The width of a rectangle measures left bracket, 8, c, minus, 5, right bracket(8c−5) centimeters, and its length measures left bracket, 2, c, plus, 10, right bracket(2c+10) centimeters. Which expression represents the perimeter, in centimeters, of the rectangle?
Answer
Multiple Choice Answers
24, plus, 6, c24+6c
5, plus, 10, c5+10c
12, plus, 3, c12+3c
10, plus, 20, c10+20c
The perimeter of a rectangle is found by adding up all four sides.
One side has a length of (8c-5) centimeters.
One side has a length of (2c+10) centimeters.
The other two sides are also equal to these lengths.
Therefore, the expression that represents the perimeter is:
(8c-5) + (2c+10) + (8c-5) + (2c+10) = 20c + 10.
So the correct answer is 20c + 10.
The formula to calculate the perimeter of a rectangle is given by the expression:
Perimeter = 2(length + width)
In this case, the length is (2c + 10) and the width is (8c - 5).
Therefore, the expression representing the perimeter of the rectangle is:
2(2c + 10 + 8c - 5)
Simplifying the expression:
2(10c + 5)
Finally, the perimeter expression is:
20c + 10.
To find the perimeter of the rectangle, we need to add up all the sides.

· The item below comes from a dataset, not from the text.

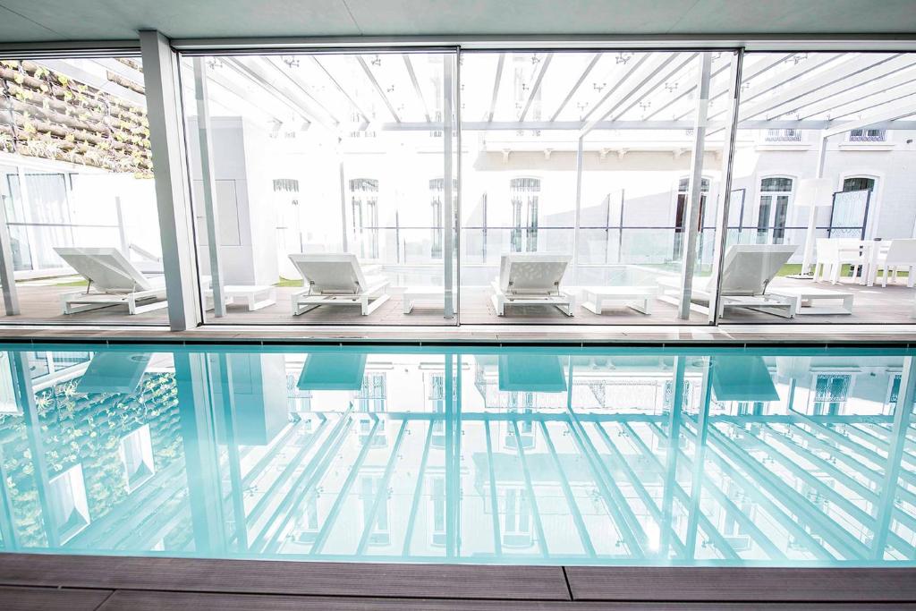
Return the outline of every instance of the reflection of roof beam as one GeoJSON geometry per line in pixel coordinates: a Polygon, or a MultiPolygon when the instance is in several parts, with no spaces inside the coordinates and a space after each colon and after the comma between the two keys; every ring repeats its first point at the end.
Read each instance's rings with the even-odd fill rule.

The width of the rectangle is given as (8c−5) centimeters and the length is given as (2c+10) centimeters.
The perimeter is the sum of all four sides of the rectangle.
The two sides of length are (2c+10) and (2c+10) which adds up to 2(2c+10) or 4c + 20.
The two sides of width are (8c−5) and (8c−5) which adds up to 2(8c−5) or 16c − 10.
Finally, we can find the perimeter by adding the lengths of all four sides:
Perimeter = (4c + 20) + (16c − 10)
Simplifying the expression gives:
Perimeter = 4c + 20 + 16c − 10
Perimeter = 20c + 10
So the expression that represents the perimeter of the rectangle is 20c + 10.
Therefore, the correct answer is: 10, plus, 20, c (10+20c).